空前のバター不足から1年、在庫膨張で安売り必至か


 バター品薄で、農林水産省が異例の増産要請を行ったのが約1年前--。たが、今年6月の在庫量は3.3万トンと、昨年6月の2万トンから大幅に増えている。「適正在庫の目安は消費量の2~2.5カ月分」(農畜産業振興機構)と言われる中、5カ月分の在庫を抱える状況だ。空前のバター不足から一転、わずか1年で在庫過剰に転じている。
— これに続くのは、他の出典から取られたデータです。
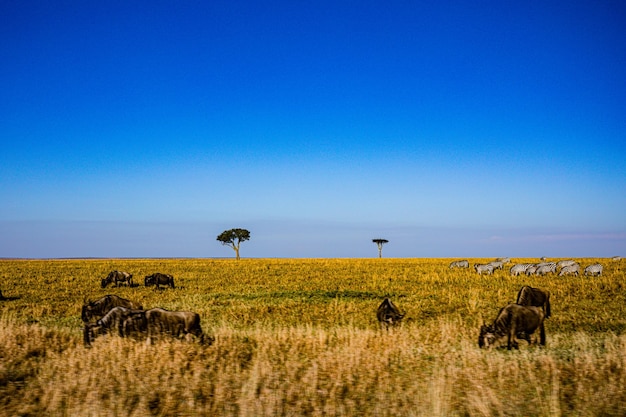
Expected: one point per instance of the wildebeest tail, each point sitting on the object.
(87, 335)
(522, 296)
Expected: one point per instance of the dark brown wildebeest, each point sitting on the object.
(529, 296)
(99, 308)
(159, 279)
(116, 321)
(388, 314)
(172, 323)
(117, 277)
(513, 321)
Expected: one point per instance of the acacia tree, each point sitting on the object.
(380, 243)
(233, 238)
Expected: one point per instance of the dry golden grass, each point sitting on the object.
(299, 337)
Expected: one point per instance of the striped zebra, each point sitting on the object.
(519, 269)
(594, 270)
(531, 269)
(564, 263)
(480, 268)
(570, 270)
(496, 264)
(459, 264)
(546, 269)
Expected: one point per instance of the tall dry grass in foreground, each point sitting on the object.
(300, 338)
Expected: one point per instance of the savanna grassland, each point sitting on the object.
(300, 337)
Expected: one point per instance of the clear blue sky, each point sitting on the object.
(452, 129)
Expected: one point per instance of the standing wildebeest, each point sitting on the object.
(513, 321)
(594, 270)
(117, 277)
(115, 322)
(573, 269)
(388, 314)
(99, 308)
(459, 264)
(159, 279)
(529, 296)
(172, 323)
(480, 268)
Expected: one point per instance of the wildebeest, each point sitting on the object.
(594, 270)
(486, 268)
(388, 314)
(159, 279)
(117, 277)
(459, 264)
(513, 321)
(115, 322)
(99, 308)
(172, 323)
(573, 269)
(536, 297)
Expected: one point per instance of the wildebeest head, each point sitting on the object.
(388, 314)
(487, 336)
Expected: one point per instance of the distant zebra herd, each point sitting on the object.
(565, 267)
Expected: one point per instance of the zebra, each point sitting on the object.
(480, 268)
(459, 264)
(531, 269)
(594, 270)
(562, 264)
(546, 268)
(570, 269)
(519, 269)
(496, 264)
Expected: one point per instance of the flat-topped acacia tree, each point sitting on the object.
(233, 238)
(380, 243)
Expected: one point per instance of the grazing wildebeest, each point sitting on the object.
(117, 277)
(573, 269)
(459, 264)
(172, 323)
(513, 321)
(486, 268)
(99, 308)
(536, 297)
(115, 322)
(388, 314)
(594, 270)
(159, 279)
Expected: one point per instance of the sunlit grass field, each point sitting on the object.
(300, 337)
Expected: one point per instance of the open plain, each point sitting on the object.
(300, 337)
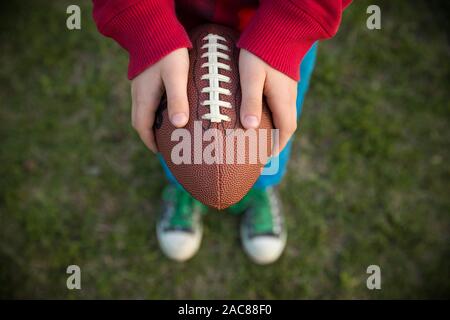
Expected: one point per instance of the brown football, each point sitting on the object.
(216, 164)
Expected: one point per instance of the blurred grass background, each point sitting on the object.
(368, 180)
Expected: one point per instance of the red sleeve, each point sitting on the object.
(282, 31)
(147, 29)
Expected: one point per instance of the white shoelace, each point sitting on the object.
(215, 78)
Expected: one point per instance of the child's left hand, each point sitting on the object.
(258, 79)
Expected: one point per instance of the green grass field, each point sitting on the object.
(368, 181)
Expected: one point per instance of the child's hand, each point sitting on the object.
(169, 73)
(258, 78)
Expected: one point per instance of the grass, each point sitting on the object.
(368, 180)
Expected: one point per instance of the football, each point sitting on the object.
(213, 157)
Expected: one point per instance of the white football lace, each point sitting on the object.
(215, 78)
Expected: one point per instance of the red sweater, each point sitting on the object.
(280, 32)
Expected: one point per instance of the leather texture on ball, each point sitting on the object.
(217, 185)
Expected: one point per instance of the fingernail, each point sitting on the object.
(179, 119)
(251, 122)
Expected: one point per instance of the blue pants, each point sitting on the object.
(306, 69)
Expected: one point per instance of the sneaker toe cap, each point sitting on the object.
(179, 245)
(264, 249)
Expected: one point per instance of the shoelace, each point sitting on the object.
(215, 78)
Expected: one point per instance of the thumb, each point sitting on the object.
(252, 85)
(175, 83)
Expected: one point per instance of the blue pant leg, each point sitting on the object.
(306, 69)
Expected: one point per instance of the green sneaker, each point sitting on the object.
(179, 227)
(263, 230)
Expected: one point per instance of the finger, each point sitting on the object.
(146, 96)
(252, 77)
(175, 77)
(284, 114)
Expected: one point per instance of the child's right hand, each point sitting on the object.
(169, 74)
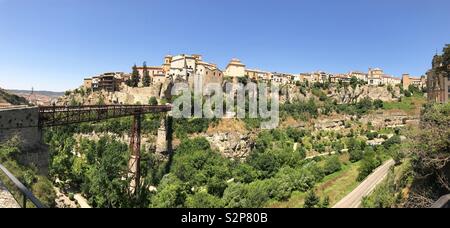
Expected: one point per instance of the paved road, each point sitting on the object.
(6, 199)
(353, 200)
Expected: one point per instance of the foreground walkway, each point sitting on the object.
(353, 200)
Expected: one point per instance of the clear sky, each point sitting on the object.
(54, 44)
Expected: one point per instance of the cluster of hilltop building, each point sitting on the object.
(189, 67)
背景には、牛乳消費の後退がある。3月に乳業メーカーが相次いで牛乳を値上げした影響から、6月の牛乳消費量は9.1%減。余った分は長期保存できる脱脂粉乳とバターに加工されるとあって、3月以降、バター生産量は増えている。

さらに牛乳よりも低価格な加工乳の消費増加も影響している。「(加工乳の)低脂肪乳を生産すると副産物として乳脂肪ができ、これが菓子などに使われる」(関係者)。国産から輸入品に切り替える業者も増えており、業務用は振るわない家庭用でも、安価なマーガリンが安定的に伸びており、「売上高、数量とも前年を下回る」(乳業メーカー)という。

過剰在庫を抱える中、「今年の秋冬にはバターが安売りされるのでは」との声も業界から漏れ始めた。安売りで需給バランスはどこまで改善できるのか。在庫削減に向け、メーカーの試行錯誤が続きそうだ。